Six Kubernetes cost leaks that survive every FinOps audit — and how we plug them

Every Kubernetes cluster we audit hides the same six cost leaks. They're not in the cloud bill — they're in the manifests.

14 de maio de 2026 · 8 min · por Sudhanshu K.

Six Kubernetes cost leaks that survive every FinOps audit — and how we plug them

Most Kubernetes cost stories you'll read in 2026 are about rightsizing — pick smaller instances, scale down at night, use spot instances. That advice is fine, but it's table stakes.
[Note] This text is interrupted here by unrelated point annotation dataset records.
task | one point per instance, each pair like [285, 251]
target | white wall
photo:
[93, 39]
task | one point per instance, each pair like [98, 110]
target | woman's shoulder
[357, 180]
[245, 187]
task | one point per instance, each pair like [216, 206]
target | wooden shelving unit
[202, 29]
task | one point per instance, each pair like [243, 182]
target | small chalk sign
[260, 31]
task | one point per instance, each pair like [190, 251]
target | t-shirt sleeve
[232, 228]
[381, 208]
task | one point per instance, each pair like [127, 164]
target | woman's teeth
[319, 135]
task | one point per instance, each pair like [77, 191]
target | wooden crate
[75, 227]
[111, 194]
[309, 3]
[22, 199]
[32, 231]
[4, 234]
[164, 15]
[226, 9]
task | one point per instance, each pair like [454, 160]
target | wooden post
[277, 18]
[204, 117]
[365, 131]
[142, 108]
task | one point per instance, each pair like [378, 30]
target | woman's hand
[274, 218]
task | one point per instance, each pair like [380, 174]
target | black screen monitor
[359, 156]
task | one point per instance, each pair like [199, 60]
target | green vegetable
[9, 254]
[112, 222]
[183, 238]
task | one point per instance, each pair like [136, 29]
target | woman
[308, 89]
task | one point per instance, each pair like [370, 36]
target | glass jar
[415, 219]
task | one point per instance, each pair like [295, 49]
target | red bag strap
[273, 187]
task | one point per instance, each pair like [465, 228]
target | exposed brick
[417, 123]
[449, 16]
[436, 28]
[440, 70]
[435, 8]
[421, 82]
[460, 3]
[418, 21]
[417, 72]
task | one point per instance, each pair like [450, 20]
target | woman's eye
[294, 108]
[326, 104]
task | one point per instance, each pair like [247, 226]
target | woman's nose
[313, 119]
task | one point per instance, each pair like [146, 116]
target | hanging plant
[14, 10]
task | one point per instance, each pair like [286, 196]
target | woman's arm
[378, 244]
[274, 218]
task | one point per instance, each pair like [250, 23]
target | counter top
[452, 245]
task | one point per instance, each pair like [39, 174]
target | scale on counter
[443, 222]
By the time you're reading those articles, you've already done it.

The real cost leaks in mature Kubernetes clusters are subtler. They sit in your manifests, not your cloud console. They survive a FinOps team's quarterly review because the bill looks normal — but per unit of work delivered, you're paying 2-3x what you should.

These are the six we keep finding. We've patched all of them across the Kubernetes clusters we manage on EKS, GKE, AKS, and DOKS.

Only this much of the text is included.